Reality

Jinyuan Li
2 min readFeb 9, 2021

“Exploreing various speculative truths (and fictions) present within the complexities of living and nonliving bodies, those who are represented within real-life experiences and encounters and those who are present in avatars and online platforms.

Questioning the circumstances surrounding our states of individual and collective being, the programme traverses the myriad ways we conduct ourselves and our behaviours — our emotions and body language, our learned social etiquettes and intimate gestures, and our ability to work and talk together to enforce change — as a way of asserting new forms of experience. The layering, multiplicity and diversity of our collective existence is interrogated in the programme through computational, cultural, political, and other perspectives.”

What do I think of reality? What is the reality in digital culture, the reality in politic, the reality in technology, etc.?

During Covid-19 world, we were haphazardly finding our way through ingrained routines and the mundanities of existence. Personal identity, our personal realities, are an effect of the unification of the past and future with one’s present. The inability to unify these passages of time, especially in times of stress or routine mundanity, reduces us to being an experience of pure material signifiers, unrelated markers of gesture, object, form (a facial expression, words on a page, an image etc). This dislocation of our bodies situated firmly on solid ground exacerbated our fears for the uncertainty of the United Kingdom and Europe; frustration at austerity motivated funding cuts in our National Health Service; our cultural sector; inherent racism and sexism without our emergency services; and our complex education matrix.

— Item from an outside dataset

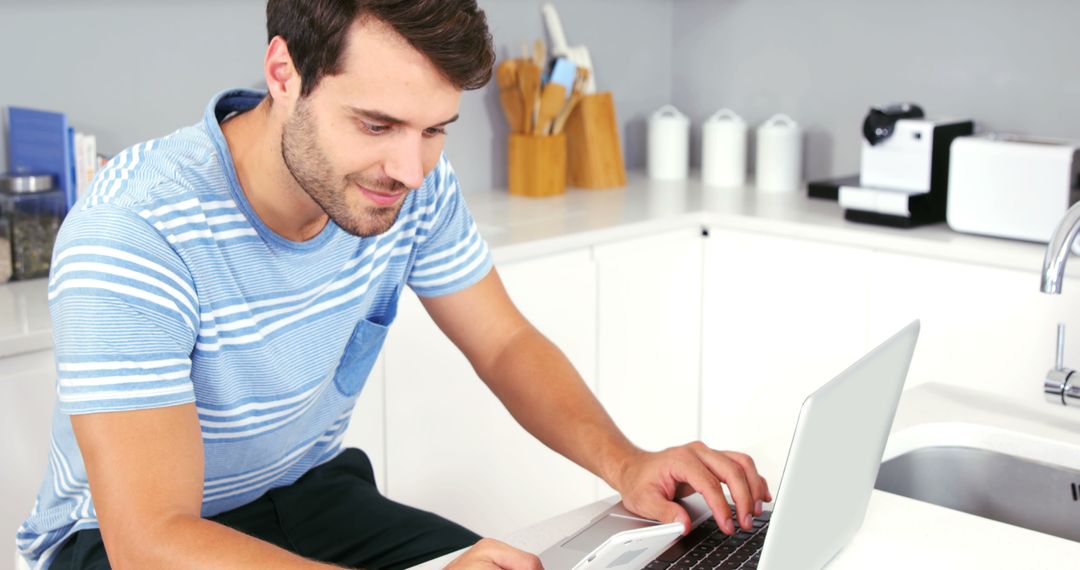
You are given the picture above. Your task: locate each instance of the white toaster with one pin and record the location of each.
(1011, 186)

In a post-Covid-19 world, we find it difficult to forget the impacts of “social distancing”; what it felt and looked like to have empty streets and empty supermarket shelves from the spread of panic; the acceptance of resigning a set of personal liberties in favour of the greater good; embracing an enforced police state; and the growth of conspiracies. Remembering these thoughts will be implicit in understanding our new reality. We may now be in a position to logically understand our future, but how we respond to these past events — and how we should treat our social systems with more respect, love and care — will be paramount.

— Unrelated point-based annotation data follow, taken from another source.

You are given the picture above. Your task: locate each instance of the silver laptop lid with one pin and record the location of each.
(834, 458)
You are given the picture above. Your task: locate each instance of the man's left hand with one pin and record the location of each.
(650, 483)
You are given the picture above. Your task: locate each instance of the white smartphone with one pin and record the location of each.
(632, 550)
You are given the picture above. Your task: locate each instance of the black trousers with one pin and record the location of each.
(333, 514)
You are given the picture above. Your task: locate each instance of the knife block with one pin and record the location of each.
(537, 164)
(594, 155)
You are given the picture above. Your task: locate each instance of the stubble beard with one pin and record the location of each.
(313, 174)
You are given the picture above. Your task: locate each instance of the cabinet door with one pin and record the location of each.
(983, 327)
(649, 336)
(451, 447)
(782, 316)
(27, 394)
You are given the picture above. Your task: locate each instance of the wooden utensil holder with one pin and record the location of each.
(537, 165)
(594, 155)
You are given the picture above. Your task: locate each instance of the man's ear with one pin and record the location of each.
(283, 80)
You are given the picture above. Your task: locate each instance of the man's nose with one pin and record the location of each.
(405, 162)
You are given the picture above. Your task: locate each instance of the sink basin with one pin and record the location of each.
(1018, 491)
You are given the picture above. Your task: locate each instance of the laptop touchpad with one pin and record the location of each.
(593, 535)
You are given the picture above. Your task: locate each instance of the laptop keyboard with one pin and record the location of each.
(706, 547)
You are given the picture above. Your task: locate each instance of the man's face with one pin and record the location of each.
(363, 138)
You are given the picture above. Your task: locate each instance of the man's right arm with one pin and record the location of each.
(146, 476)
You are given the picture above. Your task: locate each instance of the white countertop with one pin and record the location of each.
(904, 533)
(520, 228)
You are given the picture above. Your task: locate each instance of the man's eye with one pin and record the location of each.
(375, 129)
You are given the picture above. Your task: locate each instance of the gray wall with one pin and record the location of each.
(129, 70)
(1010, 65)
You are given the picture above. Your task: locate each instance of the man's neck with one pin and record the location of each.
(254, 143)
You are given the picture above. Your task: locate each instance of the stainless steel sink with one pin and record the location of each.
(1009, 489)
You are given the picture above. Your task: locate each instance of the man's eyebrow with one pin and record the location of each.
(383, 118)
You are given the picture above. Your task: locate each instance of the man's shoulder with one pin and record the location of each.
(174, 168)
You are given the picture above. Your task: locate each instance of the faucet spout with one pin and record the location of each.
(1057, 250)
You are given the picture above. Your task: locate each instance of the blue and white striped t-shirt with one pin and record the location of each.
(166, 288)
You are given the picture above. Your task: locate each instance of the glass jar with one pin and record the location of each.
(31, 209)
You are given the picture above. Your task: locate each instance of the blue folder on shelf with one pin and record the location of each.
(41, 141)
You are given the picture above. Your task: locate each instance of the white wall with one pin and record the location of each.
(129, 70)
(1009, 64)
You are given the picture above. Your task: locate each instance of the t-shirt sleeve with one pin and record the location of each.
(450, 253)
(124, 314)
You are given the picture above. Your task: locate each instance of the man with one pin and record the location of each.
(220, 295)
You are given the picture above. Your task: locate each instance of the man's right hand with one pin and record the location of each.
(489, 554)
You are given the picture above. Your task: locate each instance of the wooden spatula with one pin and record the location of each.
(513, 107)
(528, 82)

We cannot predict the future, but what we have done, what’s our attitude and behaviour about the happened event make the causes, which lead to our future, the new reality. There is a saying goes:”the books you read, the people you met, the movies you watch, the things you experienced are all effecting you, it is also an interplay process.” Because the epidemic, makes me cannot go back my country for nearly two years. Everything is changed to fit this time period. I am seeing meaningful recalibration of our relationship to identity, labor, health and love. The remote digital telephone, virtual video call to connect with my family; the pandemic and lonely psychology to deal with unpredictable situations in an alien country; the special policy I met, etc.. The vulnerable webs of policy, human, society, environment, culture and other act-network are keeping continuous changing. That’s the reality, this moment is reality.